Journal of Clinical and Aesthetic Dermatology • Science of Skin Summit 2025 • 120—Protection against air pollution-induced skin pigmentation using a cosmetic serum with or without oxygen application: A controlled clinical study

Affiliations: ¹Leibniz Research Institute for Environmental Medicine, Düsseldorf, Germany; ²QMS Medicosmetics GmbH, Teningen, Germany; ³Skin Sage Advisors, LLC, Conroe, TX

Background: Traffic-related air pollution such as diesel exhaust particles (DEP), is increasingly recognized as a driver of extrinsic skin aging and pigmentation disorders. This study aimed to assess the protective efficacy of a topical Even Tone Serum, with or without adjunct oxygen application, against DEP-induced skin pigmentation and oxidative stress.
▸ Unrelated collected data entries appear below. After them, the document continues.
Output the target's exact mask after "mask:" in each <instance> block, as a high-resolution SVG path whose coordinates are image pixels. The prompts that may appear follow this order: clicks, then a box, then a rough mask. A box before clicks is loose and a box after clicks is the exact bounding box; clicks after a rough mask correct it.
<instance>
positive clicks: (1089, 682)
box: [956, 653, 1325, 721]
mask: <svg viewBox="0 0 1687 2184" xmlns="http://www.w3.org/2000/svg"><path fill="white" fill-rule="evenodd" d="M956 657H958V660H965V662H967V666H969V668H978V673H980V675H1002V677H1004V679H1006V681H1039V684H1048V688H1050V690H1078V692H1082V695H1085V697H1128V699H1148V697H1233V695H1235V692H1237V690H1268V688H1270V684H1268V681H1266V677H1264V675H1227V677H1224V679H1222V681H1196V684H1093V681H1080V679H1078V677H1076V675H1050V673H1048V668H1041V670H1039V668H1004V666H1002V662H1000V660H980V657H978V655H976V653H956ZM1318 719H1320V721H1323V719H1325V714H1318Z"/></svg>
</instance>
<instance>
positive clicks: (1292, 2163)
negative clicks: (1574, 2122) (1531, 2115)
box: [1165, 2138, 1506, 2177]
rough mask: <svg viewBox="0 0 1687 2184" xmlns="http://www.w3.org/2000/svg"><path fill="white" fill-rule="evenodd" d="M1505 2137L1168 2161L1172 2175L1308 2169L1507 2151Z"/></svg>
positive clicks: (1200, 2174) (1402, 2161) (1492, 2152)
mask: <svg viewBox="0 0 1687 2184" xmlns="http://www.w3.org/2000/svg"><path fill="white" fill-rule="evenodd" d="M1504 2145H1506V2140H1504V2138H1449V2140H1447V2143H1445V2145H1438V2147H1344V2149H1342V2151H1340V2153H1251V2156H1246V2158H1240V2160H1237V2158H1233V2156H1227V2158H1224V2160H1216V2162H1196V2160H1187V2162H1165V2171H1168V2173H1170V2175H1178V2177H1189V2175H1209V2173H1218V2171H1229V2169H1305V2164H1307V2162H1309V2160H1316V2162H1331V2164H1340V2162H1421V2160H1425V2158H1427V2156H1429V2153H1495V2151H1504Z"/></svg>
Methods: This monocenter, interventional study enrolled 41 healthy adults (Fitzpatrick skin types I–IV). Subjects received daily applications of QMS Even Tone Serum, QMS Oxygen Applicator, or a combination thereof over five marked 5×5 cm areas on the back for 11 days. A modified Düsseldorf Air Pollution Patch Test (DAPP) was used to simulate topical DEP exposure, followed by evaluation of pigmentation changes via Individual Typology Angle (ITA°) and melanin index (DSM III ColorMeter), and antioxidant levels via reflection spectroscopy. Control areas received phosphate-buffered saline (PBS) or DEP only. The primary endpoints were changes in pigmentation and antioxidant status post-treatment and DEP exposure.

Results: DEP exposure led to a significant decrease in ITA° (increased pigmentation), particularly in untreated and Oxygen-only fields (mean ΔITA° −7.19 and −7.66, respectively). In contrast, treatment with Even Tone Serum (ΔITA° −2.49) or the combined Serum + Oxygen (ΔITA° −2.36) significantly attenuated pigmentation compared to DEP-only sites (p < 0.05). Antioxidant levels were better preserved in serum-treated sites.

Conclusion: The QMS Even Tone Serum, both alone and in combination with oxygen application, demonstrated significant protective effects against DEP-induced pigmentation and oxidative stress. These findings support its potential utility as a topical defense strategy against pollution-related skin damage.